The following abbreviations might serve you well if you want to sound fancy:

et al. (et alii) and others
etc. (et cetera) and the remaining ones
inter alia amongst others

caveat scriptor: if you use latin abbreviations gratuitously you will want to make sure that you know more latin than your coworkers!

  • No, et al. is et alios/alias/alia. What would et alii mean in Latin? That does not make sense.
    – tchrist
    Commented Dec 25, 2012 at 3:46
  • 2
    @tchrist you seem to be referring to the accusative forms (why accusative and not nominative?). alii is the masculine plural nominative form, but your point stands that et al. could in principle stand for other gender/case forms.
    – user31341
    Commented Dec 25, 2012 at 3:59
  • Yes, I was thinking accusatives, and I don’t know why. I always think of it that way. I would have to think or look at how I actually use it, for why I got in the habit of thinking of the accusative forms for them.
    – tchrist
    Commented Dec 25, 2012 at 4:02
  • On your last point: inter alia is actually neuter, 'among other things'. Strictly 'among other people' is inter alios, which I have seen, but wouldn't claim to be common. Commented Dec 25, 2012 at 9:54
  • @TimLymington Perhaps that is why I was thinking of the accusative forms. Not sure, but maybe.
    – tchrist
    Commented Dec 25, 2012 at 15:42

Yes. A company is a "corporate body" (body corporate).

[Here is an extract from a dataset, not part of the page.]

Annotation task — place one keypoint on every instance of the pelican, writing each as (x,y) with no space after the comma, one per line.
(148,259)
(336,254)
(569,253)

Legal personality (also artificial personality, juridical personality, legal entity and juristic personality) is the characteristic of a non-living entity regarded by law to have the status of personhood. [emphasis mine]


Sure, you can.

No, you shouldn’t. You should not use a Latin abbreviation. Just use English.

  • 2
    Why shouldn't he use a Latin abbreviation? Value judgments should always be supported by reasons for accepting the value. I like Latin abbreviations, perhaps because I find them easier to use than their longer English equivalents. I don't like the xenophobic and PC "let's dumb down the English language even more than it already has been at even the highest levels" attitude behind most proscriptions against using Latin abbreviations. I have no problem with prescriptions about English usage, but I like to know why -- beyond "Because I say so" -- I should take someone else's medicine.
    – user21497
    Commented Dec 25, 2012 at 3:41
  • @Bill, I know Latin. That isn’t the problem. But it has no place in normal text. This is not a hoity-toity journal from the ivory halls of Academe, you know.
    – tchrist
    Commented Dec 25, 2012 at 3:48
  • I write Latin abbreviations as a matter of course when I write informally to my friends. They all know what those abbreviations mean as well as you and I do. I don't think that there's any such thing as "normal text" in any language unless it's defined as the lowest common denominator (slightly above having to sign one's name as "X" and significantly below being able to write multisyllabic words without aksing a litterit pursun how to spel them). I think the cliché is "ivory towers" ain't it?